1,5 million d’années de données météo bientôt disponibles

Une équipe australienne est à la recherche, depuis dix ans, du lieu idéal pour forer et extraire une carotte de glace, longue de 3000 m, du continent antarctique, qui pourrait nous donner une image des conditions météo sur Terre depuis un million et demi d’années. Jusqu'à présent, nous possédons, grâce à cette technique, un portrait du climat qui s’étend sur 800 000 ans. L’information contenue dans une telle carotte de glace est importante afin de mieux comprendre les cycles terrestres passés, mais elle sera aussi très utile pour les modèles climatiques de demain.

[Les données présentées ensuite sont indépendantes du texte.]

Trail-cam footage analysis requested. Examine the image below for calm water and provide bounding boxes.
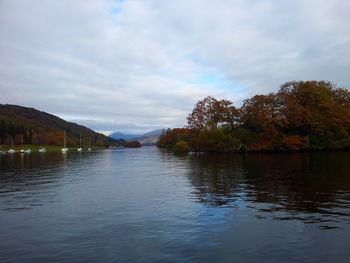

Ce n’est pas parce qu’il fait froid qu’il neige

Contrairement à ce que plusieurs pensent, le continent ne reçoit pas des quantités astronomiques de neige annuellement. Les conditions hostiles qui sévissent dans cette portion du globe sont surtout dues aux vents qui soulèvent facilement la neige au sol pour donner des conditions qui s’apparentent à celle d’un blizzard. Certaines stations enregistrent seulement entre 30 et 40 cm en moyenne par année. C’est l’endroit le plus froid sur Terre et quand il fait froid, l’atmosphère est limitée dans sa capacité à contenir de l’humidité. Une forte accumulation de neige à très basse température est assez rare. En janvier 2019, il est tombé près de 20 cm sur Montréal pendant que le mercure indiquait -19 °C. Cela ne s’était pas vu en cent ans. L’endroit choisi pour le forage en Antarctique possède une température moyenne annuelle de -51 °C.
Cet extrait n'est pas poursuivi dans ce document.